Люди начали задумываться, сопоставлять, делать выводы; даже представители творческой элиты, вскормленные и обласканные властями, верные последователи социалистического реализма и партийности в искусстве произносили крамольные речи, которые фиксировали тайные осведомители. "Нас отучили мыслить…" (К. Федин), "Так дальше не может быть, так больше нельзя жить, так мы не выживем…" (Н. Погодин), "Народ, вернувшийся с войны, ничего не будет бояться…" (А. Толстой).

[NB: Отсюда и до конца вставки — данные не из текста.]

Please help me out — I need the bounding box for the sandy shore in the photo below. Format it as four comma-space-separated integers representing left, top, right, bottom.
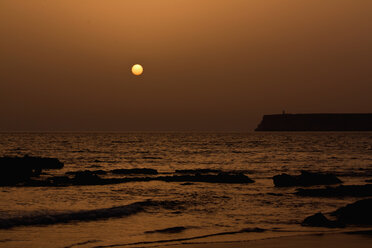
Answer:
155, 232, 372, 248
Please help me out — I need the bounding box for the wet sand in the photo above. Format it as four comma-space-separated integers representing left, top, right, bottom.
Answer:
160, 231, 372, 248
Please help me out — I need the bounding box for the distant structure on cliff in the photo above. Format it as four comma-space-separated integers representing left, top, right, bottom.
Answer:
255, 111, 372, 131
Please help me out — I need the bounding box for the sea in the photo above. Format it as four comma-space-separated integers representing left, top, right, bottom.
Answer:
0, 132, 372, 248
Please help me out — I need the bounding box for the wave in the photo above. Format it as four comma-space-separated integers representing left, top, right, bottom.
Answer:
0, 200, 178, 229
93, 227, 267, 248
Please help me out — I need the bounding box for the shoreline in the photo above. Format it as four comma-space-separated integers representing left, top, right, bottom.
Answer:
151, 229, 372, 248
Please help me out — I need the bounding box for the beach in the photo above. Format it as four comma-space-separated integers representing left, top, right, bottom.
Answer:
159, 232, 372, 248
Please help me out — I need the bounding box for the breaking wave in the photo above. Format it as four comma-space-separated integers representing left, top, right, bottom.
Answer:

Война раскрепостила многих в Советском Союзе. Подошло время, когда не надо было лгать, притворяться, клеймить выдуманных "врагов народа", ибо истинный противник находился по ту сторону передовой линии, и его следовало одолеть. Вернулись по домам победители той войны, бывшие солдаты и офицеры, которые привыкли принимать решения в боевой обстановке, не ожидая указаний вышестоящих начальников, почувствовали силу свою и значимость, преодолев страх предвоенных лет, научились отличать настоящие ценности от мнимых лозунгов, затертых от нескончаемого употребления, ощутили боль, страдание, торжество выживших и победивших, познакомились с жизнью в европейских странах, которая разительно отличалась от скудного существования в стране Советов.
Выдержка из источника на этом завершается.